Ms O’Brien said the ACNA would offer medicinal cannabis training for nurses at all levels.
They will also offer peer support for nurses and advocate for better patient access.
“A lot of patients will go and speak to their health providers, whether that’s a GP, a psychologist, psychiatrists, and they say, ‘No, cannabis won’t suit you’,” she said.
“We want to get the word out that this is a very safe medicine and it’s applicable across a whole lot of different patient populations.”
The ABC contacted the Australian Nursing and Midwifery Federation, the Royal Australian College of General Practitioners (RACGP) and the Australian Medical Association (AMA) for comment.

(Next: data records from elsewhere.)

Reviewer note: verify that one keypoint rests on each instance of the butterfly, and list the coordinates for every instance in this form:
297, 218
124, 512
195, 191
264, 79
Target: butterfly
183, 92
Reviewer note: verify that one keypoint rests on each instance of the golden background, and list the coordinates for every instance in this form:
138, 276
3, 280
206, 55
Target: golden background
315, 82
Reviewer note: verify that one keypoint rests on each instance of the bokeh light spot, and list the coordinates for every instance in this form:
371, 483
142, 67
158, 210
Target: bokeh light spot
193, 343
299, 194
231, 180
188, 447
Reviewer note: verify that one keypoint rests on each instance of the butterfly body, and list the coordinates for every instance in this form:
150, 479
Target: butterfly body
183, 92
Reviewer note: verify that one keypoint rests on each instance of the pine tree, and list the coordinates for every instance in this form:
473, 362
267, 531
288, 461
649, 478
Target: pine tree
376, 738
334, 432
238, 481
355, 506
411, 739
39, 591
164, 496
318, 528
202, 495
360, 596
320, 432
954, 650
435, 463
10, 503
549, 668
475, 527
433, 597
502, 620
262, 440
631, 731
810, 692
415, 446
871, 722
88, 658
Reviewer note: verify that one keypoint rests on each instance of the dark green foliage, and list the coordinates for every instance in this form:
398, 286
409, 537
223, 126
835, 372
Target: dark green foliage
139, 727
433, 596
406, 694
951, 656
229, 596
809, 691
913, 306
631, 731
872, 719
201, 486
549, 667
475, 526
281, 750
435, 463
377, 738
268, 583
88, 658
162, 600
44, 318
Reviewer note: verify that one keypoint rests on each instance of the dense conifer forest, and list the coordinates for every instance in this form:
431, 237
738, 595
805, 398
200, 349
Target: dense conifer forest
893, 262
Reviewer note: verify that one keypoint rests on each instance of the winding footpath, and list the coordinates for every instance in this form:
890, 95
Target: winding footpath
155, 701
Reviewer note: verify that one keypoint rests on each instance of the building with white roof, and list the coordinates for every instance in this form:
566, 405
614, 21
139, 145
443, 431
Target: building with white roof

None were able to respond before deadline.
The AMA has consistently advocated for caution regarding medicinal cannabis.
“Though there is a growing body of evidence regarding the therapeutic use of cannabinoids, it is still experimental,” the AMA position statement said.
The statement calls for clinical trials to be conducted and said where medicinal cannabis is “deemed safe and effective” it should only be made available after existing treatments have failed.
The RACGP also highlighted the need for “further high-quality research into the safety and effectiveness of medicinal cannabis products, as the current evidence is limited and inconclusive”.
“The current available evidence does, however, suggest a possible role for medicinal cannabis products in a number of areas,” the RACGP statement said.
“Therefore, if after conventional, evidence-based treatments have failed, and the specialist general practitioner (GP) feels that medicinal cannabis products are a viable treatment option for their patients, they should … be able to prescribe appropriate medicinal cannabis products.”
Co-founding director of United In Compassion and the Australian Medicinal Cannabis Association (AMCA), Lucy Haslam, said the formation of the ACNA was “exciting”.
Mrs Haslam said the lack of awareness around medicinal cannabis often saw patients discriminated against.
“There are patients losing their work because of outdated drug testing,” Mrs Haslam said.
“Sometimes patients go into facilities, like hospitals, respite care centres, or aged care centres, and they are not able to access a legally prescribed and legally supplied product because the staff don’t have the awareness that they probably should.”
The association’s launch will form part of the inaugural Medicinal Cannabis Awareness Week, run by AMCA.
Mrs Haslam first started campaigning to legalise medicinal cannabis in 2014 with her son Dan, who relied on the drug after he was diagnosed with terminal bowel cancer.
Mrs Haslam said many patients still struggle to find reliable information about the medication.
“We want to help patients understand that it is now legal, that there are legal pathways,” she said.
While this year Medicinal Cannabis Awareness Week will be a community-run event, AMCA hopes the Federal Parliament will formally recognise it in the future.
“Then it will be an enduring week where we can sort of focus on some of the issues and continue to make things better for patients,” Mrs Haslam said.